The wording of such a famous referendum shouldn't be hard to find if you want to know the wording
Edit: just realised I still had this tab open from checking something for another subthread. It says nothing about a committee https://en.wikipedia.org/wiki/File:2016_EU_Referendum_Ballot...
Edit edit :)
On the same page (https://en.wikipedia.org/wiki/2016_United_Kingdom_European_U...), I found this. Perhaps you're remembering that?
> After internal polls suggested that 85% of the UK population wanted more information about the referendum from the government, a leaflet was sent to every household in the UK. It contained details about why the government believed the UK should remain in the EU. This leaflet was criticised by those wanting to leave as giving the remain side an unfair advantage; it was also described as being inaccurate and a waste of taxpayers' money (it cost £9.3m in total). During the campaign, Nigel Farage suggested that there would be public demand for a second referendum should the result be a remain win closer than 52–48%, because the leaflet meant that the remain side had been permitted to spend more money
Thank you for those links. Those are written in a way that it's very obvious what you'd be voting for. I must have been thinking of some other voting measure, unless my memory is (very possibly) faulty.

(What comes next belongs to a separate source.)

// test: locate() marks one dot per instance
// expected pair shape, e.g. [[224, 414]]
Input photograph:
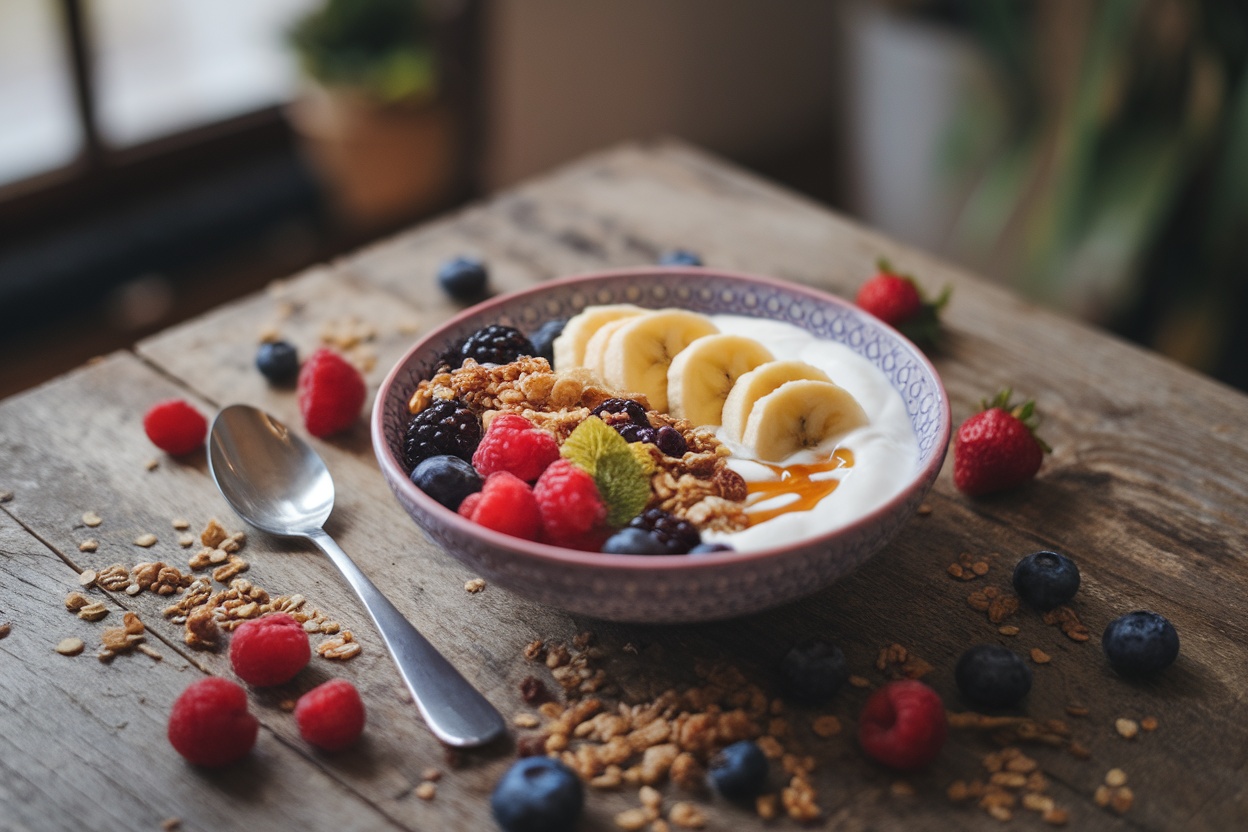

I don’t remember anyone before the referendum saying it would be the first of two.
A lot of people pushed unsuccessfully for a second referendum after the first one but that was never based on any pre-existing legalities or precedent, it was just an attempt to overturn the first result from people who were upset that theyd lost.
Also based on the fact that no specific plan for brexit had popular support.
In hindsight, I think I was misremembering that a second referendum was debated beforehand. But the non-binding aspect of the first had me thinking it would lead to further definition before it was embarked upon. Was there elections held between referendum and determining to do it?